--
Jeon:
Sarışın
Akşam canlı müzik yapan bir mekana gideceğiz bizimkilerle
Gelmek ister misin?Blonde:
Olabilir
Saat ve konum söyleJeon:
Saat
Akşam 9 gibi çıkarız
Konum
Seni ben götüreceğim
Ama Hoseok'un barı olduğunu bilebilirsinBlonde:
Diğerleri için sorun olmaz mı?Jeon:
Onlar ne kadar çok kişi o kadar eğlenceli mantığında yaşayan insanlar
Sorun etmezlerBlonde:
Tamam
GelirimJeon:
Bu arada
Gelirken kirazlı parlatıcını sür artık bence
Görmek istiyorumBlonde:
(Görüldü)Blonde çevrimdışı...
-
Saat dokuza yaklaşırken Taehyung hazırlanmaya başlamıştı. Anladığı kadarıyla içkili bir mekandı ve çok dağıtmamak şartıyla sarhoş olabilirdi. Ertesi gün dersi yoktu.

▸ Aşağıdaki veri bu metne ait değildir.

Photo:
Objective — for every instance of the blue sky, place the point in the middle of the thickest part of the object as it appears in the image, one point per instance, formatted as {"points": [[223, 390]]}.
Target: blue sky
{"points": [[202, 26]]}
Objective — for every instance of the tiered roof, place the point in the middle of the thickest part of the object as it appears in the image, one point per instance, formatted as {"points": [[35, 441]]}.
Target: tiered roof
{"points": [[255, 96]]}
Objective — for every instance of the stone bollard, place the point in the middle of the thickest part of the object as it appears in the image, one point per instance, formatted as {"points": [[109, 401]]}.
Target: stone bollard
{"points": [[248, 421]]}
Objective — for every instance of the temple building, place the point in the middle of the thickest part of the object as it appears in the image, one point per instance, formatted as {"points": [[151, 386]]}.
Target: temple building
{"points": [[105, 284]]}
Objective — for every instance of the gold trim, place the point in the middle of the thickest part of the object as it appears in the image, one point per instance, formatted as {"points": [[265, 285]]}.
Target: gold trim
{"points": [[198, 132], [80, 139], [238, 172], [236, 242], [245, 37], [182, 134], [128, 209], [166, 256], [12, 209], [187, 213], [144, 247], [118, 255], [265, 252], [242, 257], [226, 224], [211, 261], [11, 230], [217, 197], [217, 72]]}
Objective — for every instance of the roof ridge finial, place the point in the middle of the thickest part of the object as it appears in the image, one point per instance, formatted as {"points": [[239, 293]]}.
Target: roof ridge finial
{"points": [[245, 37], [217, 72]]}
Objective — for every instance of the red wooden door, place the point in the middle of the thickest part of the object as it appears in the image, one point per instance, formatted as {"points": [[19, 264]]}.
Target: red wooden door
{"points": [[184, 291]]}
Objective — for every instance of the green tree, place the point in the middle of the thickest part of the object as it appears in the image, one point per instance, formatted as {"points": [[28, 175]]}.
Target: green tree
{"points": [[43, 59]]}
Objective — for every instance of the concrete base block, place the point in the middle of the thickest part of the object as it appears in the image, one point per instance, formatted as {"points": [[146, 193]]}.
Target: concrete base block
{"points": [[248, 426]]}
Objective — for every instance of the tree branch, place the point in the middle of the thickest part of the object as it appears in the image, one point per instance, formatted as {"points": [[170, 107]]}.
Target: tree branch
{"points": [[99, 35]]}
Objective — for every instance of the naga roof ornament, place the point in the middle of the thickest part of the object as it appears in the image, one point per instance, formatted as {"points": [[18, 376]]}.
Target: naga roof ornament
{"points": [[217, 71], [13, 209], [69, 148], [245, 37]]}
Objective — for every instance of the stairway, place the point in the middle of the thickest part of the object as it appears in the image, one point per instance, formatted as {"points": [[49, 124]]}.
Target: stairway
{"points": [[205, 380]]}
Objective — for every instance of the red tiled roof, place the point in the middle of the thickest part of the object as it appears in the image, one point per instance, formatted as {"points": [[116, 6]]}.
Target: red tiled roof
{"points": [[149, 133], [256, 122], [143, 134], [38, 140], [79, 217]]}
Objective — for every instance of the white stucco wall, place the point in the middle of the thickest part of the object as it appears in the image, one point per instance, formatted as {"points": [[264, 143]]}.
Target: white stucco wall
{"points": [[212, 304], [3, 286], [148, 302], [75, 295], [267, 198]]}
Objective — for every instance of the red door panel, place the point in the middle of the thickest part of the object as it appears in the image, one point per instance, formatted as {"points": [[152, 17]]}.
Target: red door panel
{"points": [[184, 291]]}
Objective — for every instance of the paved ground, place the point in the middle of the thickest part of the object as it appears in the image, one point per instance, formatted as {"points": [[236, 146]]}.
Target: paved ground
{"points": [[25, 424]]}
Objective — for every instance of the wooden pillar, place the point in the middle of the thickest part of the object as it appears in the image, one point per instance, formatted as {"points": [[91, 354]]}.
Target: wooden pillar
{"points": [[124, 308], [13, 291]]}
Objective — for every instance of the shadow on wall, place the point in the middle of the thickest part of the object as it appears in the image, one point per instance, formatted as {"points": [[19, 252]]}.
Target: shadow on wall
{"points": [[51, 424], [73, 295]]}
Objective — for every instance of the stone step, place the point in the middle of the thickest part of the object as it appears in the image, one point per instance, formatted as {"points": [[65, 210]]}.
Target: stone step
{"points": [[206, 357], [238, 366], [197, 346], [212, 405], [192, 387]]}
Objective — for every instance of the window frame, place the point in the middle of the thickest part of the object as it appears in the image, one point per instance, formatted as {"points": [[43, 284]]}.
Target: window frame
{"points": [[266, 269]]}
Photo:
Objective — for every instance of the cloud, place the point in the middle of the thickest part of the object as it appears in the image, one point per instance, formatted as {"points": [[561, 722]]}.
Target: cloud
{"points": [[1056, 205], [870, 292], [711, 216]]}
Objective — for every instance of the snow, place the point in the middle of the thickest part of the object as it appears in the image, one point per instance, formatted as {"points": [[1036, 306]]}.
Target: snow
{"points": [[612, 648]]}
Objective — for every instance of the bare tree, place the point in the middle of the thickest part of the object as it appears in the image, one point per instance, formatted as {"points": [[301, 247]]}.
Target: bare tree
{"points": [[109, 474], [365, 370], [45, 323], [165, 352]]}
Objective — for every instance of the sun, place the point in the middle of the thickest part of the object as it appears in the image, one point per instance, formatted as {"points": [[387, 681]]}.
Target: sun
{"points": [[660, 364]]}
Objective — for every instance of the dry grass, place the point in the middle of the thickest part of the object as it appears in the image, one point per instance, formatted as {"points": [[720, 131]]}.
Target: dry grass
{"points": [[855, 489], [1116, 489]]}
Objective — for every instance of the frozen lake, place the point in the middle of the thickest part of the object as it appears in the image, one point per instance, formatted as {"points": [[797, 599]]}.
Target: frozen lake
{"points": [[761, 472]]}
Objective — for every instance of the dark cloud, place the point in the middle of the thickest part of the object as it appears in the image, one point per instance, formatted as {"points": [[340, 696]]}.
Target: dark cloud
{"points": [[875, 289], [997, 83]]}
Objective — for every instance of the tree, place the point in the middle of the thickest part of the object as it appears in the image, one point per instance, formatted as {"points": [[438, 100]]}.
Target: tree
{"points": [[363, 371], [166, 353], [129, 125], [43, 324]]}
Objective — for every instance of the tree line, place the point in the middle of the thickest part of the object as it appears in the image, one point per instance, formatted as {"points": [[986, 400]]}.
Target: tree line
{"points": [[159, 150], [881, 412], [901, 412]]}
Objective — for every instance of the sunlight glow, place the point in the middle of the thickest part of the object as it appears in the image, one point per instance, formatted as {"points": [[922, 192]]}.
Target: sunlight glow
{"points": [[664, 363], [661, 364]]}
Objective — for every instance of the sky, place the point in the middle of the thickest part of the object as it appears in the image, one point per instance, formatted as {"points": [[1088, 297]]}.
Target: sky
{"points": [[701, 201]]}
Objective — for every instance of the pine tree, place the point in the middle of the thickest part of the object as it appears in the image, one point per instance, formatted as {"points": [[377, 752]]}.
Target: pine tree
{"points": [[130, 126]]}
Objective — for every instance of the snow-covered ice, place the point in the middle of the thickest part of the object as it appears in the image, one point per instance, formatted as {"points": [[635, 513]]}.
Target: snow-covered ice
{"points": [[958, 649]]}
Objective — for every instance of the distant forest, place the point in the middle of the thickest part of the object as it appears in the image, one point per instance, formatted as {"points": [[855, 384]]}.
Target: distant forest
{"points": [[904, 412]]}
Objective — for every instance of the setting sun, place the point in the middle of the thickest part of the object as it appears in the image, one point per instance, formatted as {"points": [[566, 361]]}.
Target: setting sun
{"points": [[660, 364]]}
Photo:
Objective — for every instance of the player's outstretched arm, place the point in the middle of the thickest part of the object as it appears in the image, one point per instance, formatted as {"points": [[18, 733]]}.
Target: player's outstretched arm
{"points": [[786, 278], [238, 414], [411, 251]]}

Sarı saçlarını güzelce düzleştirdi ve özenle şekil verdi. Yakalarında taşlarla süslenmiş gümüş kısımları, bilek kısımlarında şeritleri olan beyaz bir gömlek giydi. Altına ise siyah, kumaş bir pantalon geçirip gömleğin eteklerini içine soktu. Farklı renk taşları olan, büyüklü küçüklü birkaç yüzük ve küpeyle işi bitmiş sayılırdı. Siyah bir kravatı gevşek olacak şekilde boynuna geçirdi.

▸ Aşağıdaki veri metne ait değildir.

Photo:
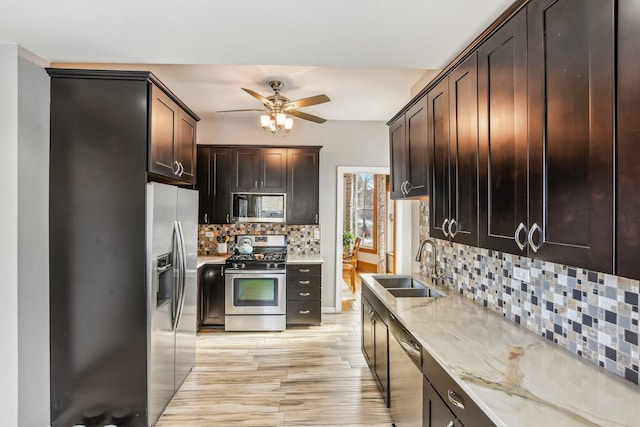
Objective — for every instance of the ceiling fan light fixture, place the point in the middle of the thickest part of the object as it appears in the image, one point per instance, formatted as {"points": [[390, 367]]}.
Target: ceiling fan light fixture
{"points": [[280, 119], [288, 124], [265, 121]]}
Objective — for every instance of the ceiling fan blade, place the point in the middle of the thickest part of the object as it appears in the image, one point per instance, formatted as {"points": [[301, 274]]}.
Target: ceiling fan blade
{"points": [[305, 116], [257, 96], [236, 111], [306, 102]]}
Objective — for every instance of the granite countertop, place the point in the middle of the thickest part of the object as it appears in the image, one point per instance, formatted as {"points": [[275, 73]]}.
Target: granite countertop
{"points": [[516, 377], [211, 259], [304, 259]]}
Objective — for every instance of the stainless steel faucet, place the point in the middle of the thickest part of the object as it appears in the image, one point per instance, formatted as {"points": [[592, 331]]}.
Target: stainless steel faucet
{"points": [[434, 272]]}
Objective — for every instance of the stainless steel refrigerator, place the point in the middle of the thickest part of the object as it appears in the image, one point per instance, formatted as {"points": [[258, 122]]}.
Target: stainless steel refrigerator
{"points": [[172, 230], [122, 276]]}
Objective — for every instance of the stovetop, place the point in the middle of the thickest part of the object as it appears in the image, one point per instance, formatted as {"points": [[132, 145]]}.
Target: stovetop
{"points": [[264, 256]]}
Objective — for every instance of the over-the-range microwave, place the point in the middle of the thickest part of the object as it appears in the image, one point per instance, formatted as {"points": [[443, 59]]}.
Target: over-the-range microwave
{"points": [[258, 207]]}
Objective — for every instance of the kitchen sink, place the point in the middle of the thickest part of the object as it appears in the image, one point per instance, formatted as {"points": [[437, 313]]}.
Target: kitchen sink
{"points": [[397, 282], [405, 287], [414, 292]]}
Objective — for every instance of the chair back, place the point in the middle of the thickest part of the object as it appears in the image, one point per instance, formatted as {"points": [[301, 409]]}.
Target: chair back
{"points": [[354, 252]]}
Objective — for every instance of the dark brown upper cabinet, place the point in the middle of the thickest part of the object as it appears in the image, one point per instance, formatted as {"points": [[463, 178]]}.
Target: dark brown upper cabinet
{"points": [[172, 142], [502, 125], [571, 67], [259, 170], [214, 184], [452, 112], [303, 202], [408, 151], [628, 156]]}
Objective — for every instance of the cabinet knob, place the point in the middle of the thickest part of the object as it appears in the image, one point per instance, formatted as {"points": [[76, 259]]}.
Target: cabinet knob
{"points": [[444, 227], [516, 236], [532, 244], [453, 223]]}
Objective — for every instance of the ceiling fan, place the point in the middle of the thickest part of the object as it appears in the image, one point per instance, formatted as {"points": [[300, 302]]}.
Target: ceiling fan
{"points": [[278, 106]]}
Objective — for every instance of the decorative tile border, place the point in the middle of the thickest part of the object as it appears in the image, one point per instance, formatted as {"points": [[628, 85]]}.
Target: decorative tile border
{"points": [[591, 314], [301, 240]]}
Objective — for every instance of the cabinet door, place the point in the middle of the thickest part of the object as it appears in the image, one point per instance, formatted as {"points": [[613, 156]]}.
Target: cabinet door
{"points": [[367, 332], [571, 110], [628, 241], [398, 160], [435, 413], [502, 111], [203, 185], [164, 121], [303, 186], [463, 152], [185, 149], [417, 149], [245, 169], [381, 357], [220, 185], [273, 170], [213, 287], [438, 135]]}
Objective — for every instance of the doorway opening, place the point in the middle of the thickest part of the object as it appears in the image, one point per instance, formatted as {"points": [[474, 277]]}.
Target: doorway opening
{"points": [[362, 236]]}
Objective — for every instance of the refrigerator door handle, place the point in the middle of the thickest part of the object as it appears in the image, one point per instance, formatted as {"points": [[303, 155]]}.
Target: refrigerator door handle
{"points": [[177, 249], [183, 270]]}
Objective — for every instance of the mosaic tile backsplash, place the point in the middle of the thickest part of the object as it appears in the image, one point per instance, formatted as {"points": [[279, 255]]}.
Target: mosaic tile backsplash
{"points": [[301, 241], [591, 314]]}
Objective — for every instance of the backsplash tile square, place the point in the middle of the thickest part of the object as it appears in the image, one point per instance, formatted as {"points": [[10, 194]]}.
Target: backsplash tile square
{"points": [[591, 314], [301, 237]]}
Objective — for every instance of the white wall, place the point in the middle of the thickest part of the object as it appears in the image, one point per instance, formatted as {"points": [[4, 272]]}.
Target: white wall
{"points": [[345, 143], [9, 240], [33, 242]]}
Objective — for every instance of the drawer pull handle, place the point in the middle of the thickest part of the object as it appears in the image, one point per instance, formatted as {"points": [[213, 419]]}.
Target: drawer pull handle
{"points": [[455, 399]]}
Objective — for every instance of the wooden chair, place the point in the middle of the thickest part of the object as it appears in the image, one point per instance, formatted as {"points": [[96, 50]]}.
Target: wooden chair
{"points": [[350, 263]]}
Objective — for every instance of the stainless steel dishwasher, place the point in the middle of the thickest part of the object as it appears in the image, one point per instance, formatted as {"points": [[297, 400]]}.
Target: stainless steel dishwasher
{"points": [[405, 376]]}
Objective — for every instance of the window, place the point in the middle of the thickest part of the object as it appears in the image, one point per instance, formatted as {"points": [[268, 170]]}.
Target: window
{"points": [[364, 209]]}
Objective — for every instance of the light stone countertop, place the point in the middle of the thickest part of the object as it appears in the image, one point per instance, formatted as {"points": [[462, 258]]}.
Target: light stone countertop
{"points": [[516, 377], [304, 259], [211, 259]]}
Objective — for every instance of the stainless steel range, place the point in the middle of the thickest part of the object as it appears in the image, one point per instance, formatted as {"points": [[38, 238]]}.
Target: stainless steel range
{"points": [[255, 285]]}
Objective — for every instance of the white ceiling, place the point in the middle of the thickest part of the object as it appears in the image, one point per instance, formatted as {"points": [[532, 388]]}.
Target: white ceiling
{"points": [[364, 54]]}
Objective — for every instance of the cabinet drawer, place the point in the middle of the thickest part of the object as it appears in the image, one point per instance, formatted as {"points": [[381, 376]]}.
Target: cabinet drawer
{"points": [[303, 312], [304, 269], [303, 293], [306, 282], [456, 399]]}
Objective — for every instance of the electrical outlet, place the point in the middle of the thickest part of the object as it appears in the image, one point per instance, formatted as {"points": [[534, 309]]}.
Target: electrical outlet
{"points": [[521, 274]]}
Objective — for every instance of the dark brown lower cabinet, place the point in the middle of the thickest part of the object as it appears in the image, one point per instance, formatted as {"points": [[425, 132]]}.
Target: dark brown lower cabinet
{"points": [[628, 158], [304, 294], [211, 296], [375, 346], [435, 413]]}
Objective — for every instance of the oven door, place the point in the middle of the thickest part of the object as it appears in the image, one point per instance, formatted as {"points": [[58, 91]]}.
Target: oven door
{"points": [[254, 292]]}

Yapması gereken tek bir şey kalmıştı; kirazlı parlatıcısını sürdü.
İşi bitince koltuğuna oturup telefonuyla uğraşmaya başladı.

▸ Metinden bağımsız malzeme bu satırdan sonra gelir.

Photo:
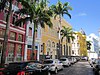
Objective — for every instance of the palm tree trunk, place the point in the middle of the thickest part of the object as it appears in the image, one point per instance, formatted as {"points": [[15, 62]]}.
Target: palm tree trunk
{"points": [[33, 43], [66, 48], [59, 51], [5, 43]]}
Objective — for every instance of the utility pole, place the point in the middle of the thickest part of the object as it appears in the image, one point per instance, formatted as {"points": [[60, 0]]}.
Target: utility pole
{"points": [[99, 44]]}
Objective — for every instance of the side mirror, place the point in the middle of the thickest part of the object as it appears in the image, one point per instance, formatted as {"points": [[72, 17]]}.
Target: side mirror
{"points": [[94, 63]]}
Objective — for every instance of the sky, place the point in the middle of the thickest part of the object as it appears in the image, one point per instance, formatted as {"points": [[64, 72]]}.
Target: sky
{"points": [[85, 15]]}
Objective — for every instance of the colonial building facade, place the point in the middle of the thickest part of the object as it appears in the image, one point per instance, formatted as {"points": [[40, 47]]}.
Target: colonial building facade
{"points": [[79, 47], [16, 37]]}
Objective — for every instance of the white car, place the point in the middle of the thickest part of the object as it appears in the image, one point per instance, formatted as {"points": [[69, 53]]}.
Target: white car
{"points": [[54, 64], [65, 61]]}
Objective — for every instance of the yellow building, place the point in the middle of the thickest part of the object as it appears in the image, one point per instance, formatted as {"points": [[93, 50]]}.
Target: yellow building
{"points": [[50, 39], [82, 43]]}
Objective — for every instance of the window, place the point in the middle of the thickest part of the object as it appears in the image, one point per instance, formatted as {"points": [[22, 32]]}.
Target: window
{"points": [[2, 33], [53, 44], [20, 37], [21, 24], [1, 44], [29, 46], [14, 19], [11, 52], [5, 14], [19, 51], [30, 31], [12, 35], [68, 40]]}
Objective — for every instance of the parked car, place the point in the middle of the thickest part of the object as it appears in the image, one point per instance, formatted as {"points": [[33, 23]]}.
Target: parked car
{"points": [[54, 64], [26, 68], [92, 60], [96, 67], [2, 67], [72, 60], [65, 61]]}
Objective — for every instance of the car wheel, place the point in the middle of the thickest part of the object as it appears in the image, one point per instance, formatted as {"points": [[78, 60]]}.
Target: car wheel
{"points": [[49, 73], [56, 71]]}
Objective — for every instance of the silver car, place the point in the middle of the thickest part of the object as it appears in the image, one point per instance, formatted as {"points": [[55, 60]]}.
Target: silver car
{"points": [[65, 61], [54, 64]]}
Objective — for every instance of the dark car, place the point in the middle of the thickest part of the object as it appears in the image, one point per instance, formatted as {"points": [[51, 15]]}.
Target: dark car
{"points": [[96, 67], [26, 68]]}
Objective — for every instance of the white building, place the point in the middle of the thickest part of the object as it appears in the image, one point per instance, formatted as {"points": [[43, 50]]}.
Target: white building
{"points": [[29, 40], [94, 51]]}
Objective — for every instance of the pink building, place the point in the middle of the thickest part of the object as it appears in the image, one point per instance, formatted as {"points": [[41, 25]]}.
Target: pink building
{"points": [[16, 37]]}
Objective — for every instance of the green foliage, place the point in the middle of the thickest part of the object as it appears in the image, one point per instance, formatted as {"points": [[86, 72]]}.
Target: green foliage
{"points": [[61, 9], [88, 45], [38, 13], [67, 32]]}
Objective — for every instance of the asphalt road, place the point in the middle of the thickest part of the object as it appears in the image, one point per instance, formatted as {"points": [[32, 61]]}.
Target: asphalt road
{"points": [[79, 68]]}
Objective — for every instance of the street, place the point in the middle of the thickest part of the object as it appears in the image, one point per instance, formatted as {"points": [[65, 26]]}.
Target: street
{"points": [[80, 68]]}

Jungkook ise siyah, boğazlı bir kazak ve aynı şekilde siyah, kumaş pantalon giydi. Beline taktığı Louis Vuitton kemeri iri gövdesine tezat olarak incecik belini ortaya çıkardı. Boynuna taktığı gümüş zincir kolye ve kulağına taktığı halka küpeler, piercingleri siyahın üzerinde dikkat çekiyordu. Bütün hazırlığı bitince Taehyung'un dairesine gitti.
Sarışının aksine sakince kapıyı çaldı. Kısa bir süre sonra kapı açıldı.
Uzunca bir süre kapının önünde birbirlerini süzdüler.
Taehyung'un kirpiklerine kadar gelen sarı saçları, ince beli, zarif elleri ve dar pantolonu yüzünden belirginleşen kusursuz bacaklarını uzunca izledi, Jungkook. Giydiği her şeyi zahmetsizce mükemmel kılıyordu, sarışın.
Siyah boğazlı kazağı dar olduğu için bütün kasları ve beli çok net görünüyordu. Taehyung çok iyi bir vücudu olduğunu hiçbir şekilde inkar edemezdi.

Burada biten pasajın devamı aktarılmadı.